По приказу Балка полковник А.А. Протасов с двумя гвардейскими эскадронами Сводного кирасирского полка «двинулся навстречу трём колоннам неприятельской пехоты, которые очень сильно угрожали нашей пехоте и нашим стрелкам и пытались обойти наш левый фланг». Построив эскадроны поэшелонно, генерал Репнин «предписал ротмистру Кноррингу с эскадроном конной гвардии атаковать две левые колонны, а штабс-капитану Авдулину с кавалергардами атаковать третью». Едва только два эскадрона оказались под картечным огнём, как «они соединились и обрушились на неприятельские колонны. Ротмистр Кнорринг опрокинул две левые колонны и преследовал их вместе со стрелками ударами сабель и штыков до моста. Противник бросился туда, но корнет Хунский, который перешёл речку в брод, внёс полный беспорядок в его ряды. Перейдя через мост, корнеты Кнорринг 2-й и Кузовников тотчас устремились с несколькими кавалеристами преследовать французского генерала, который убегал вместе с многочисленным эскортом; они догнали его и изрубили его и его эскорт. В этих обстоятельствах поручик Кузовников был убит; поручик Жаба потерял свою лошадь, побежал пешком на неприятельскую колонну, размахивая своей саблей. Эта блестящая атака эскадрона конной гвардии и преследование противника рассеяли этого последнего, когда внезапно слева показались ещё две колонны поддержки; заметив их, корнет Окунев, исполнявший функции адьютанта полка кавалергардов, взял трубача, разместился на мосту и под картечными выстрелами велел трубить аппель [сбор] до того, как ротмистр Кнорринг привёл эскадрон в надлежащий порядок».
Сен-Сир подробно описал этот инцидент: «Дивизии Леграна и Валантена прорвали центр и часть правого фланга, отбросив русских к большому лесу, находившемуся у них в тылу.

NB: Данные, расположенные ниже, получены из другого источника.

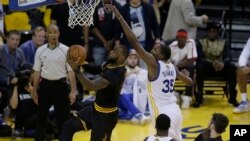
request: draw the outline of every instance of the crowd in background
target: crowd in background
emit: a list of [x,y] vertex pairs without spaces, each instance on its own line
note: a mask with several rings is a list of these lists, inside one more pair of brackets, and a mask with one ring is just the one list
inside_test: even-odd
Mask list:
[[[234,113],[248,112],[250,111],[250,104],[247,99],[247,83],[245,81],[247,81],[246,76],[249,71],[245,67],[247,66],[247,59],[249,59],[249,50],[244,49],[240,56],[239,66],[233,64],[228,42],[220,38],[221,25],[218,21],[209,21],[210,17],[207,15],[196,15],[195,5],[199,2],[191,0],[117,0],[113,1],[113,4],[120,11],[139,43],[147,52],[150,53],[155,44],[164,43],[169,45],[172,52],[170,61],[179,70],[188,70],[190,77],[197,82],[197,92],[194,91],[193,86],[187,86],[185,92],[181,95],[182,104],[180,106],[182,109],[188,109],[191,106],[202,106],[204,100],[203,82],[207,77],[211,76],[222,77],[228,83],[228,103],[234,106]],[[51,67],[52,63],[46,66],[46,61],[49,61],[46,57],[43,58],[44,60],[41,59],[41,62],[39,62],[39,59],[35,62],[35,58],[40,57],[38,57],[37,51],[43,54],[44,50],[42,48],[51,46],[49,40],[53,42],[54,38],[58,38],[58,43],[60,43],[57,44],[56,42],[55,45],[63,46],[62,56],[66,52],[64,47],[80,44],[87,50],[86,61],[93,65],[102,65],[107,61],[108,53],[114,46],[125,45],[130,54],[126,60],[127,76],[119,97],[119,118],[137,124],[144,124],[150,119],[146,92],[147,85],[145,84],[147,78],[144,78],[148,73],[147,66],[138,54],[132,50],[131,44],[124,35],[121,26],[117,23],[114,14],[108,12],[103,3],[99,3],[93,15],[93,25],[90,27],[76,26],[72,29],[68,27],[69,7],[67,3],[48,6],[48,8],[51,9],[50,24],[46,24],[41,20],[44,15],[40,9],[27,12],[31,22],[32,32],[30,38],[22,38],[24,34],[21,35],[21,30],[6,31],[6,29],[0,29],[0,118],[9,116],[6,115],[6,109],[10,109],[14,114],[13,117],[16,118],[15,131],[19,133],[25,129],[25,135],[32,136],[32,129],[35,129],[35,127],[31,126],[30,121],[34,122],[38,116],[40,117],[39,120],[42,121],[40,124],[49,123],[48,127],[42,127],[41,130],[44,130],[42,132],[55,134],[56,137],[59,136],[58,133],[61,127],[58,127],[59,131],[55,127],[62,126],[65,119],[60,119],[57,114],[54,114],[54,111],[58,110],[58,108],[48,107],[47,105],[50,104],[45,104],[44,109],[39,109],[36,101],[33,101],[34,96],[30,95],[33,93],[33,88],[37,89],[38,87],[40,75],[37,72],[40,72],[42,67],[49,66],[47,68],[49,71],[60,67],[62,68],[60,73],[56,73],[55,76],[59,75],[59,78],[73,77],[66,74],[66,72],[70,72],[70,68],[66,68],[65,64]],[[4,15],[2,14],[2,16]],[[53,27],[53,29],[47,29],[47,26],[51,27],[51,24],[57,26]],[[202,25],[207,27],[207,35],[198,39],[196,37],[197,28]],[[48,34],[49,32],[50,34]],[[54,35],[54,32],[58,32],[58,35]],[[250,47],[249,42],[245,48]],[[36,65],[34,65],[35,63]],[[52,74],[42,73],[42,75],[48,76],[48,78],[55,77],[53,76],[54,72],[51,72]],[[33,77],[37,78],[35,86],[33,85]],[[97,76],[89,75],[89,78],[95,77]],[[240,103],[236,99],[237,80],[240,82],[238,83],[242,98]],[[71,78],[71,81],[74,81],[74,79]],[[62,82],[66,82],[66,79],[58,81],[58,83]],[[49,87],[57,85],[57,82],[50,83],[46,80],[43,80],[43,83],[45,83],[43,93],[47,93],[47,84]],[[70,84],[70,86],[74,86],[72,82]],[[60,85],[58,90],[62,90],[61,87],[65,89],[65,93],[69,92],[66,85]],[[74,88],[71,87],[72,89]],[[82,87],[78,80],[76,80],[76,91],[76,102],[71,105],[71,110],[78,111],[84,107],[86,102],[95,99],[94,95],[93,99],[86,100],[83,98],[85,92],[88,91]],[[71,97],[70,100],[74,101],[73,99]],[[67,101],[67,105],[63,106],[68,108],[72,101]],[[44,103],[46,103],[46,100]],[[38,114],[37,111],[39,111]],[[45,115],[42,113],[44,111],[47,112]],[[69,114],[69,112],[66,113]],[[61,115],[63,114],[65,113],[62,112]],[[43,119],[41,119],[41,115]],[[27,116],[31,118],[26,119],[28,121],[23,120]],[[64,118],[68,118],[69,115],[64,116]],[[58,125],[56,125],[58,121],[55,122],[55,119],[59,120]]]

Генерал отправился тогда к своему резерву, чтобы направить его по Санкт-Петербургской дороге за правым флангом неприятеля; но прежде чем это движение состоялось, произошёл случай, вызвавший в тылу наших войск довольно большой беспорядок. Кавалерийский полк русской гвардии, состоявший из кавалергардов и драгун, бросился между левым флангом 8-й дивизии и правым флангом дивизии кирасир Думерка, проследовал некоторое время поодиночке через болота, чтобы достигнуть равнины, где находилась наша бригада лёгкой кавалерии, и произвёл на неё такое впечатление, что она сделали полуоборот, не осмелившись атаковать его. Эта бригада, состоявшая из трёх полков, правда, слабых и сформированных из конскриптов, несмотря на все усилия её командира (генерала Корбино), чтобы её удержать, в беспорядке бросилась на большую батарею II-го корпуса, и помешала ей стрелять; тогда как, если бы она приняла немного влево, она оказалась бы под защитой дивизии кирасир, в чём она не имела даже нужды, так как один единственный залп этой батареи, которая имела более тридцати орудий, тотчас остановил бы неприятеля и отбросил бы его туда, откуда он появился.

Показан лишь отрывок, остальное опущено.